Het wonder werkt van Pam Emmerik gaat over kunst en kijken. Het is concreet en persoonlijk, vol rijke en rake details. Briljant is de tussenhaakjesopmerking over wolkenluchten (de enige natuur in een stad); goed vanwege het achteloze tussen neus en lippen door – de vorm – en vanwege de observatie. Sindsdien kijk ik vaker omhoog, om wat meer in de natuur te zijn.
De beul en de vlinder, het verhaal over de wedijver tussen Picasso en Matisse is één van de mooiste essays in de bundel, een dubbelportret over twee kunstenaars die zo’n beetje de hele twintigste eeuw belichamen. Toeval bestaat. Toen ik tijdens het lezen van het boek de tv aanknipte zag ik Picasso – naakt – in zijn atelier schilderen. Hij was druk bezig Matisse te overtreffen.
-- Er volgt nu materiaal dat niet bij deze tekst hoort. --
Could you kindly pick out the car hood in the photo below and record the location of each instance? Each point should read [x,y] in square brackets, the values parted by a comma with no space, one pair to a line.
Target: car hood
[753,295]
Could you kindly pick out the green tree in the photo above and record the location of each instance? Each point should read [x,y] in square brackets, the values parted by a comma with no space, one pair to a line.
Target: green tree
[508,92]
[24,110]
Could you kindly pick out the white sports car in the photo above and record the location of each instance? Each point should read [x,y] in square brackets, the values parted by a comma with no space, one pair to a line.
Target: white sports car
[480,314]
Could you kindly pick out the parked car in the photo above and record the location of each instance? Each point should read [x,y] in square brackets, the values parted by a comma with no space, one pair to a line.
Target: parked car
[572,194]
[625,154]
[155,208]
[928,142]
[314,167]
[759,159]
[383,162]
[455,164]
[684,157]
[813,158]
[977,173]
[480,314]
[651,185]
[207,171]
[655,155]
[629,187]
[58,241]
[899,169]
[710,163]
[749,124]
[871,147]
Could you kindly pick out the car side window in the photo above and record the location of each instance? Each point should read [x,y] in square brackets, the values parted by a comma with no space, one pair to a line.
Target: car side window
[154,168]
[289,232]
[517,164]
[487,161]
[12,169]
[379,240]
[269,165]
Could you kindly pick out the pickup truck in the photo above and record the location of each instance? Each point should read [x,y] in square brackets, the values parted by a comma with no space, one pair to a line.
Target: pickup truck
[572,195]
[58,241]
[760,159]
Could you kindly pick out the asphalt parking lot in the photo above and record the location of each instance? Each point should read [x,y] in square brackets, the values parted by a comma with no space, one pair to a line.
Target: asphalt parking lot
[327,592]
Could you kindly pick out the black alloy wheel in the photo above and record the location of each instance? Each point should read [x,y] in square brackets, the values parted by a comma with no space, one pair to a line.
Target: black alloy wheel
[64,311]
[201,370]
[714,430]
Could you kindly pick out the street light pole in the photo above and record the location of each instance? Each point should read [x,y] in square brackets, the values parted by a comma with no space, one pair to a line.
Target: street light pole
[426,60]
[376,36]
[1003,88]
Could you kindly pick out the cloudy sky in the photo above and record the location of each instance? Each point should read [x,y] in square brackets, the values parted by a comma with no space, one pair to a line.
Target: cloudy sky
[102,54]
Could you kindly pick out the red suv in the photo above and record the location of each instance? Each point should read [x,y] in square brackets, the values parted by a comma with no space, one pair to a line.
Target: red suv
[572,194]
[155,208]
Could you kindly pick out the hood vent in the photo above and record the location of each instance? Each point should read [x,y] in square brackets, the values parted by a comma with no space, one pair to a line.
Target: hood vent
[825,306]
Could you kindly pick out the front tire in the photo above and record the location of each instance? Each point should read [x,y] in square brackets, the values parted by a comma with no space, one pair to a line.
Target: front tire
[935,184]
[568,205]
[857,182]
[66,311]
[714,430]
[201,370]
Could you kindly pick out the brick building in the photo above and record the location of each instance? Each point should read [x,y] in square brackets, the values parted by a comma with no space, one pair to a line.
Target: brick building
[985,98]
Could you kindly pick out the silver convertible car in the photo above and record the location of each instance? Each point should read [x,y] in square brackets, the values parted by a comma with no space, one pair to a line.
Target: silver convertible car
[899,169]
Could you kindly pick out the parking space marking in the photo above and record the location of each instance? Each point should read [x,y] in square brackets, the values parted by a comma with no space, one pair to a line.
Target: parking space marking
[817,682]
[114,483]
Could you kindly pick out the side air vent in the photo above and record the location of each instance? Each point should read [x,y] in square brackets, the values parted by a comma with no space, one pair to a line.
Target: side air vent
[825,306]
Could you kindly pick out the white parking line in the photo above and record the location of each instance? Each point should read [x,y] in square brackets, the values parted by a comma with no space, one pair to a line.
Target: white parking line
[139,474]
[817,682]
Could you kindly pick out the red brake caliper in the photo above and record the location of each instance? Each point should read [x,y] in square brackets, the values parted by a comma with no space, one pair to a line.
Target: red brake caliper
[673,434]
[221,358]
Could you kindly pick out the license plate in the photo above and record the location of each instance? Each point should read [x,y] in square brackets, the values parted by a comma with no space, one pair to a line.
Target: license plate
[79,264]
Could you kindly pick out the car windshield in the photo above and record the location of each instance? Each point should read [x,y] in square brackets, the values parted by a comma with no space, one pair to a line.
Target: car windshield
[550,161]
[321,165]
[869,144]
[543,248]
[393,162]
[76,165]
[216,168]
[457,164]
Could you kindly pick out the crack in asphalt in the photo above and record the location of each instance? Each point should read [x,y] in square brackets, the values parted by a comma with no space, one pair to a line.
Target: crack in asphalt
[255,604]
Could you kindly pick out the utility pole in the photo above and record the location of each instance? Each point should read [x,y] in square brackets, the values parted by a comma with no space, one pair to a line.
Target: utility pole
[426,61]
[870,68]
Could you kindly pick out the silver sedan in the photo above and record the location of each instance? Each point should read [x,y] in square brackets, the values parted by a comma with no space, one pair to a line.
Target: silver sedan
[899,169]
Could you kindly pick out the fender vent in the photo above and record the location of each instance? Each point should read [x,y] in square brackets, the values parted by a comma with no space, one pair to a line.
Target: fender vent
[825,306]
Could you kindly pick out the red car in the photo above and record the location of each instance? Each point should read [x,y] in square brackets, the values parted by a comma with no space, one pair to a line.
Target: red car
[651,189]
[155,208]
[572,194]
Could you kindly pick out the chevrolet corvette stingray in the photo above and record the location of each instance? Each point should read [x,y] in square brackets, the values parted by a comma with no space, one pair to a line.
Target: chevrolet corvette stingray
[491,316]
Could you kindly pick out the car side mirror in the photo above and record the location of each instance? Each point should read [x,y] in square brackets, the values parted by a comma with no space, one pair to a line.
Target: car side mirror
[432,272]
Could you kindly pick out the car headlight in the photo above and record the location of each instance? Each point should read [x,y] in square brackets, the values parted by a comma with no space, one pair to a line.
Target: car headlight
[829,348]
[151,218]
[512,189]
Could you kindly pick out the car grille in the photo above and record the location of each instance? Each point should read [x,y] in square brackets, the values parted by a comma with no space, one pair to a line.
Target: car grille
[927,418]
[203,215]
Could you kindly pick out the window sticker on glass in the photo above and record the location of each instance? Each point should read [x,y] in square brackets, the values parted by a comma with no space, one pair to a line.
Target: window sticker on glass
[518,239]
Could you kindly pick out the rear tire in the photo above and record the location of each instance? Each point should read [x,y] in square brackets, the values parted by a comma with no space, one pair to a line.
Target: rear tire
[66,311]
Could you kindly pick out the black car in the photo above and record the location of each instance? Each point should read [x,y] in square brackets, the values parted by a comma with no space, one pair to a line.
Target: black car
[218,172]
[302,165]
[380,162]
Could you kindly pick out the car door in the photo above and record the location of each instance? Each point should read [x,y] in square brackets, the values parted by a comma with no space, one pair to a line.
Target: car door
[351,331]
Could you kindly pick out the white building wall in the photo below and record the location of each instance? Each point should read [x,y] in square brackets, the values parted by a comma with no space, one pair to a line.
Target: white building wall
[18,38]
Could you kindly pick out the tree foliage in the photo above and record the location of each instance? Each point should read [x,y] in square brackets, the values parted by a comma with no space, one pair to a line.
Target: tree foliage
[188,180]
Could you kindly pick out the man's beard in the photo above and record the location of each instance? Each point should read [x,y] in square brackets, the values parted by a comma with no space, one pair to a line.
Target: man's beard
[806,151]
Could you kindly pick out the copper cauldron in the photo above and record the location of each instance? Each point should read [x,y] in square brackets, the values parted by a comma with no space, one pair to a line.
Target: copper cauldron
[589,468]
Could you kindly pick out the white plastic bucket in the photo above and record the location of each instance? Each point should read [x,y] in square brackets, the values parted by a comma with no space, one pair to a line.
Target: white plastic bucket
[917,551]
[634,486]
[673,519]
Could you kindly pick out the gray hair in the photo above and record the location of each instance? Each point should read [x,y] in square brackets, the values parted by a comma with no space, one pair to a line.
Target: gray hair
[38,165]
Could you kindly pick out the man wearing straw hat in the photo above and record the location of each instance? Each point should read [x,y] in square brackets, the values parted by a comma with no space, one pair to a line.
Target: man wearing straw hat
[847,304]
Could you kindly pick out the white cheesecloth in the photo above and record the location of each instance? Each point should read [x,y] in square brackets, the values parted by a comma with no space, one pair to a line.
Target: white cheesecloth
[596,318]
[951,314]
Er werd ingezoomd op Les demoiselles d’Avignon. De camera draaide om het schilderij heen alsof het een achterkant had (had het niet). Toen onthulde een kunsthistoricus een ansichtkaart uit 1906 waaraan Picasso zijn meesterwerk had ontleend. Dat was slikken, maar niet voor lang: iedere kunstenaar steelt, wat dacht ik dan?
Bladerend in Emmeriks boek valt mijn oog op de zin ‘een verhaal dat tegenspartelt in de buik van een ander verhaal.’ Dat is het precies. Al die verhalen die tegenspartelen in de buik van andere verhalen.